To run the kmeans() function in R with multiple initial cluster assignments, we use the nstart argument. If a value of nstart greater than one is used, then K-means clustering will be performed using multiple random assignments in Step 1 of

  1. Randomly assign a number, from 1 to K, to each of the observations. These serve as initial cluster assignments for the observations.
  2. Iterate until the cluster assignments stop changing:
    2.1. For each of the K clusters, compute the cluster centroid. The kth cluster centroid is the vector of the p feature means for the observations in the kth cluster.
    2.2. Assign each observation to the cluster whose centroid is closest (where closest is defined using Euclidean distance).

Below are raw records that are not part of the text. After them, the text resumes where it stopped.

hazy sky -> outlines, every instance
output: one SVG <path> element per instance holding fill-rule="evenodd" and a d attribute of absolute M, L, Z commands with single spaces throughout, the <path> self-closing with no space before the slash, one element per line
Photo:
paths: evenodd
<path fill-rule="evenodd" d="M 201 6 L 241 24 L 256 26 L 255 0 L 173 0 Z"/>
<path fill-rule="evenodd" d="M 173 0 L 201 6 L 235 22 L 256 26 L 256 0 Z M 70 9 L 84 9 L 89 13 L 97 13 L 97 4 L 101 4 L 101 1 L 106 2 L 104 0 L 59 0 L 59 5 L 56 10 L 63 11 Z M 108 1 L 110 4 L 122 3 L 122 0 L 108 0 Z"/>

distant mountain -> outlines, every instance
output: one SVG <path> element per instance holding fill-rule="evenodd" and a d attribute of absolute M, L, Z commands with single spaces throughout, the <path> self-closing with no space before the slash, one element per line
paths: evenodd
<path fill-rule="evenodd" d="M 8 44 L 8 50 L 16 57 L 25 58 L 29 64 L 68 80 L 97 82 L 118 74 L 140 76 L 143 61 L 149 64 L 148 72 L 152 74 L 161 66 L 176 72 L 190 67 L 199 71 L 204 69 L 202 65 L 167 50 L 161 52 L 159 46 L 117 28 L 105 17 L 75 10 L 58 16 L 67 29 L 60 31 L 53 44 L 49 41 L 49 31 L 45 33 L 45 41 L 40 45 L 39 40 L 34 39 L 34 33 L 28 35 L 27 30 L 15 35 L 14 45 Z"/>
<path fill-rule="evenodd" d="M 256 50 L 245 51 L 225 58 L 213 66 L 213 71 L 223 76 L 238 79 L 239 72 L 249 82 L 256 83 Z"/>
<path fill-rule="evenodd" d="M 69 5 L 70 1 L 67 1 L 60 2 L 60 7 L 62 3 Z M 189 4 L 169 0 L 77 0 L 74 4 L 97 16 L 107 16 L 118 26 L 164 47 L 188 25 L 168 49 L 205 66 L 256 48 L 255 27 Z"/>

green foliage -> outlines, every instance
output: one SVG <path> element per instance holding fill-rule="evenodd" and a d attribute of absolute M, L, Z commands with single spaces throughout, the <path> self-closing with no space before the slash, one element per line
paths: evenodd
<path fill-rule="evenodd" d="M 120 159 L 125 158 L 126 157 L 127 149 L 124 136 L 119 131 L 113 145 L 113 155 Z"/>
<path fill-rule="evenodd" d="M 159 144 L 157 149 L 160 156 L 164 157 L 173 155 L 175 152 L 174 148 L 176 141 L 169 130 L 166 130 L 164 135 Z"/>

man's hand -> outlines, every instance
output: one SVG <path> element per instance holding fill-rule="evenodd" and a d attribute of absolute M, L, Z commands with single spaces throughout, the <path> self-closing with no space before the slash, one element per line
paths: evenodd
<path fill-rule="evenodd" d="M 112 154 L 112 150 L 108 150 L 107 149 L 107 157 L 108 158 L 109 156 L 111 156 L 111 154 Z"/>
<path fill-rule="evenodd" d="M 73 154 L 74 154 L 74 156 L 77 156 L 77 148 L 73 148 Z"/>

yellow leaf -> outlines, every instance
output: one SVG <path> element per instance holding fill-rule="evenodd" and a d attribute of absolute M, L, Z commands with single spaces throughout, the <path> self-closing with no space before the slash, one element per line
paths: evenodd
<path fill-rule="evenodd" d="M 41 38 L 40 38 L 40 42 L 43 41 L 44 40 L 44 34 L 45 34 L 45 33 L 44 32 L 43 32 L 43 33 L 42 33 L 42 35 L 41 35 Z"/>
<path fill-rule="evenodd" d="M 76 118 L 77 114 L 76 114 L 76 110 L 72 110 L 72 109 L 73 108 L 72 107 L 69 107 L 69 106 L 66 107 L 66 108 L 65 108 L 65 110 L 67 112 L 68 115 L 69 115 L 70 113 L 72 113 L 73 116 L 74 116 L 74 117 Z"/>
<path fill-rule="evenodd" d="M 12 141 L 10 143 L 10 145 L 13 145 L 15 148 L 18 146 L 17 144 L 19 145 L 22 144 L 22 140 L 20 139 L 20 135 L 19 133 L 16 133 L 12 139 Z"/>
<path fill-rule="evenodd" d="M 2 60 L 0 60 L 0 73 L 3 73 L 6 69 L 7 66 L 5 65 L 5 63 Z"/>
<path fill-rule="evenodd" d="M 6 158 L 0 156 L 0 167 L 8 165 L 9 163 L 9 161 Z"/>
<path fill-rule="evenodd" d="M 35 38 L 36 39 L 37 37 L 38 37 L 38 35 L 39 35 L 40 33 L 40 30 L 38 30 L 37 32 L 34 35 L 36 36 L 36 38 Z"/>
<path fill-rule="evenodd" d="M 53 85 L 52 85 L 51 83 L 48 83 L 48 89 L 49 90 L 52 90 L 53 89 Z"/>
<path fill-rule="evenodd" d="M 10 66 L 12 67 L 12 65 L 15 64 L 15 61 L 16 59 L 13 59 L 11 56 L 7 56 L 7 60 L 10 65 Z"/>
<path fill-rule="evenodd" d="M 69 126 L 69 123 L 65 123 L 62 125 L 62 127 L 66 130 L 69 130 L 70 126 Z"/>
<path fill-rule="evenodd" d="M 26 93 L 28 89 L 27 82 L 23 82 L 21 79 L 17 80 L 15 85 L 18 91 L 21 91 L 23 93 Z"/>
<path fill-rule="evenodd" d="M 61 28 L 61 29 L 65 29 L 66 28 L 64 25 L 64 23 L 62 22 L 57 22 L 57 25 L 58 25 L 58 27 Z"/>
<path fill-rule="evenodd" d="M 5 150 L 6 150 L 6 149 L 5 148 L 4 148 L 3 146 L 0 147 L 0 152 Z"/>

The kmeans() function will report only the best results. Here we compare using nstart=1 to nstart=20.

> set.seed(125)
> km.out <- kmeans(x, 3, nstart = 1)
> km.out$tot.withinss
[1] 98.16736
> km.out <- kmeans(x, 3, nstart = 20)
> km.out$tot.withinss
[1] 97.97927

Note that km.out$tot.withinss is the total within-cluster sum of squares, which we seek to minimize by performing K-means clustering:

\[\displaystyle{\min_{C_1,...,C_k} \sum_{k=1}^{K} \frac{1}{\left | C_k \right | }\sum_{i, i' \in C_k}^{} \sum_{j=1}^{p}(x_{ij}-x_{i'j})^2}\]

The individual within-cluster sum-of-squares are contained in the vector km.out$withinss.

We strongly recommend always running K-means clustering with a large value of nstart, such as 20 or 50, since otherwise an undesirable local optimum may be obtained.

When performing K-means clustering, in addition to using multiple initial cluster assignments, it is also important to set a random seed using the set.seed() function. This way, the initial cluster assignments in Step 1 can be replicated, and the K-means output will be fully reproducible.

When comparing nstart=1 to nstart=20, we can conclude that, in this case, using a higher value of nstart results in better clustering since the total within-cluster sum of squares of nstart=20 is lower.